A flexibilização da política de gastos públicos nos últimos anos já configura, para alguns analistas, uma mudança do regime fiscal. O economista José Roberto Afonso, do Banco Nacional de Desenvolvimento Econômico e Social (BNDES), escreveu em recente trabalho que "as convenções que marcam a política fiscal já foram mudadas no Brasil."

Segundo essa visão, o sistema de metas de superávit primário acima de 3% do PIB, implantado em 1999, que ajudou o Brasil a superar a crise da desvalorização do real, já deixou de vigorar na prática. A novidade que coroou esse processo estaria no Projeto de Lei das Diretrizes Orçamentárias (PLDO) de 2011, pelo qual o superávit primário poderá ser reduzido "até o montante do Programa de Aceleração do Crescimento (PAC)."

A diferença em relação à LDO de 2010 é que, nela, a redução da meta do superávit pelos investimentos do PAC está precisamente estipulada em R$ 22,5 bilhões, o que significa que há um limite ao governo para o tanto que pode ser deduzido.

Carimbo.

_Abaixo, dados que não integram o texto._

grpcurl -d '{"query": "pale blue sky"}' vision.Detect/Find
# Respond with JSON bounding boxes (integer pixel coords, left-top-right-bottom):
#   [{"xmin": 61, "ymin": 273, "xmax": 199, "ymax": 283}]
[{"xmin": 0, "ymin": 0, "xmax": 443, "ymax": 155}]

Para Afonso, que está cedido como assessor ao Senado, "não haverá mais teto financeiro para o abatimento, basta o carimbo na dotação para investimento no Orçamento". O economista ironiza o novo dispositivo em seu relatório, escrevendo que "é provável que sejam feitas juras de amor ao superávit primário, mas, diante da lei e do controle que importa, o governo pede que não seja mais prefixada uma meta para o superávit primário."

Afonso nota ainda que a meta de superávit na LDO de 2010 é fixada como porcentual do PIB, enquanto, no PLDO de 2011, ela é um valor absoluto, de R$ 125,5 bilhões, que corresponderia a 3,3% do PIB.

Para o economista, "a nova meta móvel só coroa um longo e diversificado processo em que foi minada a credibilidade dos indicadores fiscais tradicionais". Afonso cita, por exemplo, o aumento da dívida pública bruta, de pouco mais de 50% do PIB no início da década para 62,5% em 2010. Isso despertou dúvidas sobre se a trajetória bem mais comportada da dívida líquida deveria continuar a ser preponderante na análise de risco do Brasil.

O principal fator de aumento da dívida bruta foi o acúmulo de reservas internacionais, que faz o governo se endividar internamente para adquirir as divisas aplicadas no exterior. Mas os empréstimos do Tesouro aos bancos públicos, especialmente ao BNDES, que devem somar R$ 180 bilhões, também estão dando uma contribuição importante.

No seu trabalho, Afonso cita diversos outros pontos que representam, para ele, a mudança da "convenção fiscal", como o uso crescente de restos a pagar no Orçamento, a conversão de depósitos judiciais em caixa, e o que seria a conversão do lucro cambial do Banco Central em 2008, de R$ 185 bilhões, em superávit financeiro. Os Ministérios da Fazenda e do Planejamento foram procurados pelo Estado para comentar a análise de Afonso, mas não se pronunciaram.